Die bessere Frage lautet also nicht mehr: Wie baue ich mir irgendeinen GPT?

Die bessere Frage lautet: Welche Aufgabe in meinem Business wiederholt sich so oft, dass sie eine eigene KI-Struktur verdient?

In diesem Artikel erfährst du:

  • was Custom GPTs, Skills, Projekte und KI-Assistenten unterscheidet
  • wann sich ein eigener KI-Assistent für dein Business lohnt
  • wie ChatGPT, Claude und Gemini sich grob einordnen lassen
  • wie du eine eigene KI-Struktur Schritt für Schritt planst
  • welche Fehler du vermeiden solltest, damit dein Wissen nicht im Chaos landet
Kurz & knapp: Ein Custom GPT ist ein eigener KI-Assistent in ChatGPT. Ein Skill ist eher ein wiederverwendbarer Arbeitsablauf. Projekte oder Gems sind Arbeitsräume mit gespeicherten Anweisungen und Kontext. Für dein Business zählt nicht der Name der Funktion, sondern ob Aufgabe, Wissen, Stil und Grenzen klar definiert sind.

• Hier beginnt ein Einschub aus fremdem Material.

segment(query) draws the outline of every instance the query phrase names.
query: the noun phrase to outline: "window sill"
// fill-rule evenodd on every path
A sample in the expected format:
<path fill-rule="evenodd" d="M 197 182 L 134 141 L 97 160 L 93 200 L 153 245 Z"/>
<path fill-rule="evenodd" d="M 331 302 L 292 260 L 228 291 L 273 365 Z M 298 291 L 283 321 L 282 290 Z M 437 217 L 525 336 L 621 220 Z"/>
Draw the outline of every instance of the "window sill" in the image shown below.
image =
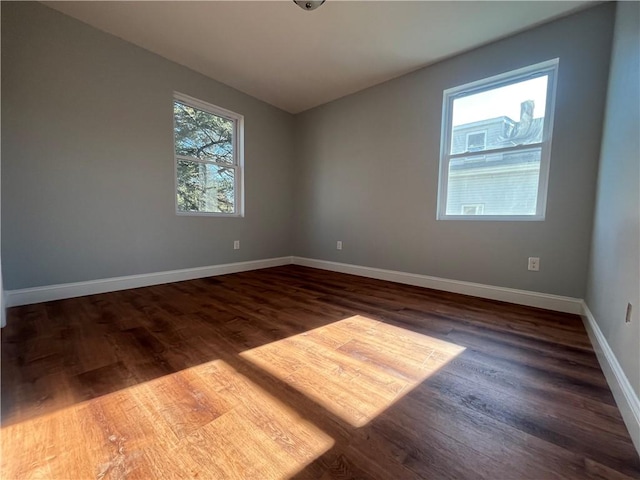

Was sind Custom GPTs, KI-Assistenten und Skills?

Übersicht

Ein KI-Assistent ist eine wiederverwendbare Struktur für eine bestimmte Aufgabe. Du gibst der KI Anweisungen, Beispiele, Wissen und Grenzen. Das ist wie eine gut sortierte Schublade in deinem Business: Du musst nicht jedes Mal alles neu zusammensuchen.

Ein Custom GPT ist die ChatGPT-Variante davon. Du baust dir in ChatGPT einen eigenen Assistenten mit Name, Beschreibung, Anweisungen, Wissensdateien und optionalen Funktionen.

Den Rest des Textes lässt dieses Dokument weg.